Murthy is accused of being disrespectful to a saint. The situation is highly ironical. The fanatics wanted the past glorified and Basava deified, without the onus of dealing with the issues raised by this unorthodox challenger. As Murthy says, “Let me put it this way: take a man who asked uncomfortable questions, a man who challenged the caste-ridden ground you walk on. Luckily the man cannot come back and snap his fingers at you when you speak on his behalf. So turn him into a saint-poet, into someone floating in a heavenly limbo. Turn a leader into a minor god; the man into a saint. That’s the only way to make him safely untouchable. Then his ideas and politics need not be understood; they won’t make your life uncomfortable.”
Time and again, this strategy is used by those in power! After all, as George Orwell said, “He who controls the past controls the present and he who controls the present controls the future...”
Readers of this book will appreciate the fact that the author skillfully intertwines the past with the present, the ordinary and the monumental. Murthy is a believable character. He lives an ordinary life, made extraordinary by the madness around him and through the presence of his ward, Meena. Although ostensibly dependent on Murthy as Meena’s leg is broken, she proves to be the most active source of moral support for him. Somewhat predictably, their relationship develops during their fight against the “self-appointed preservers of culture”.
In Siege of Time is a book that provokes complex questions. Like who owns the past and what makes a fanatic? A fundamentalist? What makes communities that had lived together for years suddenly discover a latent hatred for each other? These questions are extremely relevant to the present day situation in India and Pakistan, where text books are continuously being rewritten to support the prevailing climate of ultra-right-wing chauvinism.

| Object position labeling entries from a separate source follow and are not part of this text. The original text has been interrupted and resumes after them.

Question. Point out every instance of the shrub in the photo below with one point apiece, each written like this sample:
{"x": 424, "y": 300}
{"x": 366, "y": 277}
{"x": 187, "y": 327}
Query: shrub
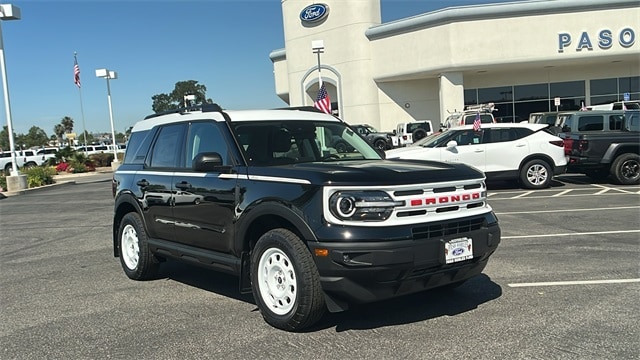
{"x": 62, "y": 167}
{"x": 102, "y": 159}
{"x": 39, "y": 176}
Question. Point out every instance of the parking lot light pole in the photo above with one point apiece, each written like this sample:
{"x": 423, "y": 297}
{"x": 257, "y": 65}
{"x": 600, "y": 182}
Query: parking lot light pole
{"x": 110, "y": 75}
{"x": 15, "y": 181}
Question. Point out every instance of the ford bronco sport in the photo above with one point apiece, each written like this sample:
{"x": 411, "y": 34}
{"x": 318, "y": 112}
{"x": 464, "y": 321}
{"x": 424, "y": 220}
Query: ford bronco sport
{"x": 260, "y": 194}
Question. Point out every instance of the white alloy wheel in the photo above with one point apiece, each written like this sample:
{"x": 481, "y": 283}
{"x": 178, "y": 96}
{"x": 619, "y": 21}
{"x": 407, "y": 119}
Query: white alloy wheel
{"x": 537, "y": 174}
{"x": 277, "y": 281}
{"x": 130, "y": 247}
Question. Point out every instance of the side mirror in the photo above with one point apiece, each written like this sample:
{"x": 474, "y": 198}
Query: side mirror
{"x": 205, "y": 162}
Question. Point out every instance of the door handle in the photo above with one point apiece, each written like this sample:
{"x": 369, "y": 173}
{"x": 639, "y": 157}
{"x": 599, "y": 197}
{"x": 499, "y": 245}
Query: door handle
{"x": 183, "y": 185}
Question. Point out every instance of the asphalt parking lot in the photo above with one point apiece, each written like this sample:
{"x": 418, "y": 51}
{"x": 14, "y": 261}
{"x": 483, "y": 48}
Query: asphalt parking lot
{"x": 564, "y": 284}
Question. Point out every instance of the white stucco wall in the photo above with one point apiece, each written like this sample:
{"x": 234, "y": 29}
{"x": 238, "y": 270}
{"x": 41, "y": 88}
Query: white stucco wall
{"x": 383, "y": 74}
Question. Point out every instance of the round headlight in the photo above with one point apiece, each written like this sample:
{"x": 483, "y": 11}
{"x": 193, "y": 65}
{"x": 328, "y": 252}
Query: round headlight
{"x": 345, "y": 205}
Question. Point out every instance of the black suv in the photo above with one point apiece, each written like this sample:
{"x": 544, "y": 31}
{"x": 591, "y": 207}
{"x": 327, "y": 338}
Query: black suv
{"x": 262, "y": 195}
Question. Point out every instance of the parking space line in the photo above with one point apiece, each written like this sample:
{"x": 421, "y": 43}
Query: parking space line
{"x": 616, "y": 189}
{"x": 567, "y": 210}
{"x": 578, "y": 282}
{"x": 571, "y": 234}
{"x": 562, "y": 193}
{"x": 522, "y": 195}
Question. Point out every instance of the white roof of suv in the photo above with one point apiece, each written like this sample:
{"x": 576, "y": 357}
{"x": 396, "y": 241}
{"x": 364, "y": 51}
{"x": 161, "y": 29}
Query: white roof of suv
{"x": 235, "y": 115}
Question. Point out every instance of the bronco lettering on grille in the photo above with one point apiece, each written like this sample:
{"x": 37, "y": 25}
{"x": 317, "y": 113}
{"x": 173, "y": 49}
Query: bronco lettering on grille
{"x": 446, "y": 199}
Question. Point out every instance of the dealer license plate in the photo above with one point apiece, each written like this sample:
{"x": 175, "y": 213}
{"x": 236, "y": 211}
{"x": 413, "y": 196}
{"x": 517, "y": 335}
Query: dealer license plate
{"x": 458, "y": 250}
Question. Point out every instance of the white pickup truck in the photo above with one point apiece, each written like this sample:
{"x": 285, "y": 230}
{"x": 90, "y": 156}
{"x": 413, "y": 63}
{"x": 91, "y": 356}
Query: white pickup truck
{"x": 24, "y": 158}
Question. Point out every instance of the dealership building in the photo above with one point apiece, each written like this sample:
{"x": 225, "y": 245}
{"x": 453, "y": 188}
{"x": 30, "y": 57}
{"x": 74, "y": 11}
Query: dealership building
{"x": 523, "y": 56}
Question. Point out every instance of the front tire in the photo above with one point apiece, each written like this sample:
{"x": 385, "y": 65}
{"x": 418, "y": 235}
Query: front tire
{"x": 535, "y": 174}
{"x": 285, "y": 281}
{"x": 136, "y": 259}
{"x": 626, "y": 169}
{"x": 418, "y": 134}
{"x": 380, "y": 144}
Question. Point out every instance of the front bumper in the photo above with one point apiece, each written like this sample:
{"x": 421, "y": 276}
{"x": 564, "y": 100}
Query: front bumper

One only wishes that there were more individuals like Shiv Murthy, who strove to critically analyze the past and had the courage to stand up against ‘thought-police’.
Then fabricated, violent identity-driven past could not be used to create painful memories, and communal strife, and there could be a reversal of militant tendencies in Indian and Pakistani politics. Thus we would have what Nietzsche wishes for, that history be used in the pursuit of life being lived, rather than lives dedicated to the perceived fulfilment of history.